By connecting “consistency” to the four business outcomes, it defines a leadership mission of the highest order. Consider the equation as the first line of your job description. Now, take it a step further and consider it the first line of any job description in your company. What would the performance of your company look like if everyone were held accountable for creating and maintaining consistency across the four business outcomes?

So, what does living no-compromise leadership look and feel like? I would have to say it’s the sum of all no-compromise moments, choices, actions, communications and decisions. Given this, how does a leader seeking to practice no-compromise leadership behave? No-compromise leadership is more than just a philosophy or cool business battle cry. It’s stepping outside your comfort zone, looking within for possible motivators and blind spots, and analyzing why a certain decision, course of action, or behavior is chosen. Something as simple as how you conduct your day-to-day time management of what you intend to do, versus what actually gets done, contains a whole host of no-compromise moments and chosen behaviors ranging from high achievement to total procrastination.

Consider the following situations:

  • You're in your office working on a project with a deadline that impacts the entire company. A team member enters with a pressing issue he wants to discuss. How do you determine the right no-compromise leadership choice in this situation? How do you process the situation to make the best no-compromise decision? Is it a compromise if you stop working on that critical project to address another seemingly pressing issue? Is it a compromise to turn the team member away? The no-compromise leadership way would be to say, “I want to give my undivided attention to your issue. Can we meet at 8:00am tomorrow morning?”

  • You discover that one of your managers has been fudging some reports. It’s the 26th of the month and the team really wants to hit goal. A serious bonus payout is on the line. What would the no-compromise leader do in this situation? A decision to compromise and accept the fudged numbers opens up serious issues of integrity, trust and the consequences that go with that decision. The no-compromise decision to expose the fudged reports is the right decision, even if the consequences are unpleasant.

  • A high school principal witnesses a star football player skipping school the day before the big game. Knowing that any disciplinary action would have tremendous impact on the team, the school and the popularity of this leader – what would the no-compromise leader do? He must do as Coach Carter did at Richmond High School when his basketball players failed to uphold their signed contracts to attend class and maintain grades. Carter banned all basketball activities. The no-compromise principal must take disciplinary action – even if it means losing the big game.
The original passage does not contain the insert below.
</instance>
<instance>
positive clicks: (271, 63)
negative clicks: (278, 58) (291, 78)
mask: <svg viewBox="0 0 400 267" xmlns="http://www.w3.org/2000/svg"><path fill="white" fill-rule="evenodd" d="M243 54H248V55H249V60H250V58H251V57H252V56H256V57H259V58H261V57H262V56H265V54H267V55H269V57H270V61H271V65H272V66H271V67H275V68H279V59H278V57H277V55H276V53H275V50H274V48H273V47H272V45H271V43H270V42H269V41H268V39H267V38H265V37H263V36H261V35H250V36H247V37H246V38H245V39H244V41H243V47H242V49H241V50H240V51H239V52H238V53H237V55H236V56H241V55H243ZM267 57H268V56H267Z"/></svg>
  • A doctor makes a decision to write a prescription for a patient, influenced heavily by the kickback from the drug company and not the needs of the patient. Was the doctor following his internal no-compromise compass? Clearly not. The doctor had the opportunity to make the right choice, but a decision to compromise was made instead. If this doctor is the leader of the medical practice, his decision to compromise for a monetary kickback set a new acceptable behavior pattern for all to follow. He contaminated his company’s culture.

  • A waitress in a restaurant decides to pocket a $10 bill from a customer, in a business that pools tips, because the customer was very demanding and difficult. The waitress felt “entitled” to take the money, but her entitlement thinking guided her into making a decision that compromised one of the core teamwork policies of the restaurant. Her chosen behavior shifted from “we, us, team, the company,” to, “I/me.” The decision took no more than a nano-second to make, but the contamination to the team culture created a breech of trust that will linger for a long time.


The antonym of consistency is inconsistency. From a leadership standpoint, the quest for either begins with a choice. To incorporate No-Compromise Leadership into your daily leadership life, you have to make a choice between no-compromise and compromise – between striving for consistency or allowing and accepting inconsistency.